7. Collect the eluant in several small fractions (~0.5 mL).
Gel filtration chromatography
For gel filtration chromatography, it is important to apply the sample to the top of the column evenly, in as small a volume as possible. This will prevent excessive dilution and poor separation.
1. Allow the buffer to drain down exactly to the top of the column material.
2. Carefully add about 1 mL of the sample/cm2 of column bed to the top of the column. Touch the sample applicator to the wall of the column as you add the sample to keep from disturbing the top of the column bed.
3. Allow the sample to drain into the column, but do not let any column material dry. Carefully add a volume of buffer equal to the sample volume, using the sample applicator and start collecting .

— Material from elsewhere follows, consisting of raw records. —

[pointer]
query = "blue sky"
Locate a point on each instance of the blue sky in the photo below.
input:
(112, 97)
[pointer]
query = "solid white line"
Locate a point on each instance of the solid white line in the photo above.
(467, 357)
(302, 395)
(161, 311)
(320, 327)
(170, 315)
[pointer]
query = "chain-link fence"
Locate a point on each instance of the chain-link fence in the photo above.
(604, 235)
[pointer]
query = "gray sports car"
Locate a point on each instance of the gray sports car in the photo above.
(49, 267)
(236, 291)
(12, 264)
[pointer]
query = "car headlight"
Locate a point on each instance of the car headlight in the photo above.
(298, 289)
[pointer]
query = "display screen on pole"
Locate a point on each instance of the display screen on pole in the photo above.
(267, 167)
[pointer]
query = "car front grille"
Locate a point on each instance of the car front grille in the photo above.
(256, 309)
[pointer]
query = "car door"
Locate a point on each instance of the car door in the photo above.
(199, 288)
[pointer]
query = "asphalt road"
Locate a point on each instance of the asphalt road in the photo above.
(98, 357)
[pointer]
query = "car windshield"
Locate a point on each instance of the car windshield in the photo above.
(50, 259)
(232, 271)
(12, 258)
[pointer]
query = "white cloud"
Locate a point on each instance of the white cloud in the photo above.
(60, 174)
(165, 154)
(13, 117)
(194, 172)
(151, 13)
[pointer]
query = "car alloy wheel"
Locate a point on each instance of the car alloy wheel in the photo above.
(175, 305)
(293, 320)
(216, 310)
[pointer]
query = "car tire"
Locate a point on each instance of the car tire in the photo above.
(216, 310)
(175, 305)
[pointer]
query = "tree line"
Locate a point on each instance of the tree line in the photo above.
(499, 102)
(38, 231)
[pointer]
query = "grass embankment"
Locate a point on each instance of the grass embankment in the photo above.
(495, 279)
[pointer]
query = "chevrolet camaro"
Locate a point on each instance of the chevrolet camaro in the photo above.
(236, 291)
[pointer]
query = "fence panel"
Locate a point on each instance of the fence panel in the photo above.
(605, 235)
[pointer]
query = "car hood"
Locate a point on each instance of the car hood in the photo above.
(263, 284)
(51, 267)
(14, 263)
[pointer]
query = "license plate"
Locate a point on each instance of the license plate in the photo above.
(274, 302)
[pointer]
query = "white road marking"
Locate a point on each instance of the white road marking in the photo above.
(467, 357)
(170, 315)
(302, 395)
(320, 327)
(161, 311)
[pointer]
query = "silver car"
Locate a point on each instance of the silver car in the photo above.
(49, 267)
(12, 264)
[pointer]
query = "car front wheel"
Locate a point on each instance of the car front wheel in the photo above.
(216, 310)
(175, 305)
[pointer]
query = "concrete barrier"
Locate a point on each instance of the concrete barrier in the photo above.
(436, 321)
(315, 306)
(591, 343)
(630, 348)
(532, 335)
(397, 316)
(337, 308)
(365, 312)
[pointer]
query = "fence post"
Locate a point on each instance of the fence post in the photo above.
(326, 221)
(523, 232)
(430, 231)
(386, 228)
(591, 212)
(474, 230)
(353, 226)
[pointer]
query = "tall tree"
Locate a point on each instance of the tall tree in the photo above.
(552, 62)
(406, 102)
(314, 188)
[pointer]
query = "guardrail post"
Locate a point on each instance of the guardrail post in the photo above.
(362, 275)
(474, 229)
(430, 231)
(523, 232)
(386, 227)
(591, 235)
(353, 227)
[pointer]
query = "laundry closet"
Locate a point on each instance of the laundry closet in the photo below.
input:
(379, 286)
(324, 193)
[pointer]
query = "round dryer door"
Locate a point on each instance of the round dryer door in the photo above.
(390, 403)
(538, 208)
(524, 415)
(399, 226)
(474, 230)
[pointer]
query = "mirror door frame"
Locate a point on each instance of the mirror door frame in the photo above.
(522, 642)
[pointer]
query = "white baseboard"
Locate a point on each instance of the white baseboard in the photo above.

4. Still collecting, add another volume of buffer, then fill the column with buffer, being careful to not disturb the top of the column material.
5. Collect about 30 fractions (~0.5 mL)
Sample Collection
Sample elution can be monitored by color, if it is a colored protein, (hence chromatography) or by its UV absorbance for colorless proteins. UV-detectors and fraction collectors are frequently useful for slow columns and/or colorless proteins. By choosing a colored protein and a short, fast column we just avoided these difficulties.
1. Select the fractions that contain cytochrome c on the basis of their color (anywhere from red to pinkish).
2. Pool the fractions for which the color is the most pronounced, and use the least colored ones (from the selection made in step1 ) to rinse all the tubes, in order to maximize the amount of cytochrome c collected.
3. Store the cytochrome c solution frozen at -20°C, with your name, the date, and sample name written on the container.
1. Dickerson, R. & Timkovich, R. 1975 in The Enzymes, 3rd Ed. Vol XI P. Boyer, ed., Academic Press, New York. p 397 - 472.
2. Margoliash E and Walasek OF. 1967. "Cytochrome c from Vertebrate
and Invertebrate Sources" Methods in Enzymology. 10 :
339-349.
3. Nicholls, P. 1974. "Cytochrome c binding to enzymes and membranes"
Biochim. Biophys. Acta, 346 261-310.